Lexington Precision initially said that the exchange offer would expire at midnight ET on Aug. 7, although this deadline was subsequently extended multiple times. It said that interest on the new 11½% notes would accrue from May 1, 2002; interest for the three-month period ended July 31 would be paid on the issue date of the 11½% notes, and after that, would be payable quarterly on each November 1, February 1, May 1, and August 1. The company said that holders of the new 11½% notes would also receive a participation fee equal to $22.20 per $1,000 principal amount of 11½% notes issued, payable in three equal installments on Sept. 30, 2002, Dec. 31, 2002 and March 31, 2003. Lexington further said it would also issue to the holders of the new notes warrants to purchase 10 shares of common stock per $1,000 principal amount of notes; the warrants would allow their holders to buy the stock at a price of $3.50 per share at any time during the period from Jan. 1, 2004 through Aug. 1, 2007. Prior to Jan. 1, 2004, the warrants will not be detachable from the 11½% notes and will be transferable only as part of a unit with the notes.

The company said that it was undertaking the exchange offer as part of a larger comprehensive financial restructuring plan that would also involve an extension of the company's 10½% senior notes and 14% junior subordinated notes, and a refinancing of the company's senior, secured credit facilities. It said that completion of the exchange offer would be subject to a number of conditions, including the refinancing of Lexington's other debt on satisfactory terms. Completion of the exchange offer would also be subject to the condition that at least 99% of the outstanding 12¾% notes be tendered for exchange and not withdrawn. The company warned that if the exchange offer were to be completed, it would not pay principal or accrued interest on any untendered 12¾% notes. It further said that the exchange offer reflects an agreement in principle that it reached with the four largest holders of its 12¾% notes, who among them control a total of $20.49 million of the 12¾% notes, or 74.7% of the $27.412 million outstanding.

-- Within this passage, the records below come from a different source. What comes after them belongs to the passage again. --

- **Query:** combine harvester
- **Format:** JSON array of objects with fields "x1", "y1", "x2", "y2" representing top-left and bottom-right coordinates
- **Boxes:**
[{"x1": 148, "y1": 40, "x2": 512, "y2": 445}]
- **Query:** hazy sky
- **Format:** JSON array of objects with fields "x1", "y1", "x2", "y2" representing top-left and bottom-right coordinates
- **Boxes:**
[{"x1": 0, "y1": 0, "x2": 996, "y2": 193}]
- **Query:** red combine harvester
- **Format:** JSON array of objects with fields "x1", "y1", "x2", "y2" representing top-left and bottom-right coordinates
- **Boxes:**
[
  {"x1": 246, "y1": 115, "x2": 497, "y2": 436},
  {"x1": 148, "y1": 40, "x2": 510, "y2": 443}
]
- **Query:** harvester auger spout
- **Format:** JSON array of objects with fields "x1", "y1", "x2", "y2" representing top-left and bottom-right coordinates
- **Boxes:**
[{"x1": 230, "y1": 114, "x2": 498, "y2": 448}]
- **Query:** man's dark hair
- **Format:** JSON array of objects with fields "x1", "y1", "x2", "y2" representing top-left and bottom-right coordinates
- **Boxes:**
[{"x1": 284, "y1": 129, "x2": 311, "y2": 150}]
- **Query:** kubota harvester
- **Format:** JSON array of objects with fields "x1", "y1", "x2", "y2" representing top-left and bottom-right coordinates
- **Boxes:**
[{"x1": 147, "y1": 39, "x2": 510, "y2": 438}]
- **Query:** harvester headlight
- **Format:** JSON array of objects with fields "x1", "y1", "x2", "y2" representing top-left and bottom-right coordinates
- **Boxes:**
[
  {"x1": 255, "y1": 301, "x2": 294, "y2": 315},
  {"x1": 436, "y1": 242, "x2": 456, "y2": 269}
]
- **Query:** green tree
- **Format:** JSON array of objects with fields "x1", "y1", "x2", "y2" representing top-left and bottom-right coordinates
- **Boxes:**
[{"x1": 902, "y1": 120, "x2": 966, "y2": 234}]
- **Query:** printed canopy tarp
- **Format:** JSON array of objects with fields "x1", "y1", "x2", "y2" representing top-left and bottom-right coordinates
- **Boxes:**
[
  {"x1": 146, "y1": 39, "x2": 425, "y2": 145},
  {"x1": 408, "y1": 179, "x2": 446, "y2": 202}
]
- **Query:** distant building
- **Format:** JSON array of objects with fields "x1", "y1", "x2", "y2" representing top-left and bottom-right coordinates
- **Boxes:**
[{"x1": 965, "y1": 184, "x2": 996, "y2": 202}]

On Aug. 7, the company extended the expiration of the exchange offer to 12 midnight ET on Aug. 30, and on Aug. 30, it said that it had again extended the offer to midnight ET on Sept. 30 and said that it had received tenders of $27,131,875 of the notes, or 98.98% of the outstanding amount, just shy of the 99% minimum tender condition. On Sept. 30, Lexington announced the further extension of the offer to 12 midnight ET on Oct. 18, and said that it had received tenders of $27,208,875 of the notes, or slightly more than 99% of the outstanding amount, satisfying the minimum tender condition to the consummation of the exchange offer. On Oct. 18, the company announced the further extension of the offer to 12 midnight on Oct. 31, subject to possible further extension, and said that as of Oct. 18, some $27,209,125 of the notes, or slightly more than 99% of the outstanding amount, had been tendered.

A series of similar announcements further extending the offer were subsequently made, most recently on Feb. 28, with the same level of noteholder participation as previously announced.